Scenario 2: Delay—Postponed Until After the Election

  • Path: Irreconcilable differences over stablecoin yield or ethics provisions stall the bill in the Senate, or the reconciled version fails in either chamber.
  • Impact: Short-term market sentiment suffers, and some speculative capital exits. However, legislative expectations persist as a long-term narrative, limiting downside, with capital shifting to other themes (e.g., rate cut expectations).

Scenario 3: Black Swan—Substantial Revision or Shelving

  • Path: Extreme political infighting or new industry scandals cause a sharp legislative pivot, adding stricter provisions or shelving the bill entirely.
  • Impact: The U.S. crypto industry reverts to the uncertainty of "regulation by enforcement," accelerating talent and capital outflows. The logic of compliance cost advantages is undermined, and the market faces significant negative shocks.

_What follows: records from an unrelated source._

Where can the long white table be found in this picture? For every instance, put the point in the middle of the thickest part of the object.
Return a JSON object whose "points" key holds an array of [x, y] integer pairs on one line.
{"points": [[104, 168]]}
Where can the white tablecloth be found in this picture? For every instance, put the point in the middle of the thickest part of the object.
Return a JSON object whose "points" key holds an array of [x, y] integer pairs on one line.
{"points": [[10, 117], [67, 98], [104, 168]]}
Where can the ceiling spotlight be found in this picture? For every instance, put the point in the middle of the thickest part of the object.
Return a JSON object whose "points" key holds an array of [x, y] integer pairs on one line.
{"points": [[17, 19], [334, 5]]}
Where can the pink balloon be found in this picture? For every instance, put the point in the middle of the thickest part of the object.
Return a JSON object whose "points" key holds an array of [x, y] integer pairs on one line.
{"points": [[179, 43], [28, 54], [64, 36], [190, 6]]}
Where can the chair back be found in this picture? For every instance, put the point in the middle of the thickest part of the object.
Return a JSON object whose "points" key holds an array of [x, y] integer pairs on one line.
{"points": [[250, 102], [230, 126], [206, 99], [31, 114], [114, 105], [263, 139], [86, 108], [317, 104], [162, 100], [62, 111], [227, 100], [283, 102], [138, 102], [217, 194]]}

Conclusion: Prepare Structurally Before Rules Are Clear

JPMorgan’s forecast gives the market a clear reference point: mid-2026 will be the moment to test whether the U.S. crypto regulatory paradigm is truly shifting. Regardless of the outcome, the debate around the CLARITY Act already marks the industry’s evolution from "fringe resistance" to "mainstream negotiation." For market participants, rather than betting on a single scenario, it’s wiser to reassess your portfolio’s structural risk exposure based on the bill’s details—because in a cycle where regulation is the biggest variable, understanding the rules is more important than predicting prices.